I admit it, I was wrong.
For months now, I've whined about how much my productivity level has dropped since having a baby. Yesterday, I made a mental note that it was 5:45 a.m. and I had already fed and changed the baby, pumped (sorry for the TMI), done my crunches routine, read and responded to work emails from overnight, baked a batch of cookies, read and posted to a few blogs, looked for and forwarded job opportunities for B, read several industry articles, sketched a new strategy to help smooth out an internal communications issue at the office, showered and dressed, eaten breakfast and set out breakfast for M and B, and was headed out the door to work.
Whew.
I'm not less productive. I'm actually more productive and completing more projects, more work, but in a less obvious way.

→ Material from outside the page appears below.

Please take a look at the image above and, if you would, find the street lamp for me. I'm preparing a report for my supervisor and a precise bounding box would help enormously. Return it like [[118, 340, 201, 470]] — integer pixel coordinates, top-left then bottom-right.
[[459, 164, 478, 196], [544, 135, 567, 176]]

Don't get me wrong. I'm still struggling to reconcile pre-mom me with post-mom me. I loved being a "go to" person to get things done with a high level of proficiency, punctuality and creativity. I loved the pressure of new projects, the stress of juggling professional goals, volunteer commitments and personal projects. I miss not being able to say "yes" when asked to take on a really exciting AMA rebranding project or lead the charge in raising money to fund supporting cancer survivors. I hate realizing my clothes don't match after I've already been at the office for three hours and constantly having frizzy hair and haggard-looking skin.
It's hard for me to not look for the hard ROI on my investment of time, energy and creativity. I want to attach numbers/dollars/event participants to completed projects.
Of course, M is happy and healthy and I feel blessed to be his mommy. I celebrate that.
At this point, I'm kinda wondering what I was doing with all my time two years ago.
Oh, right ... getting eight hours of sleep a night.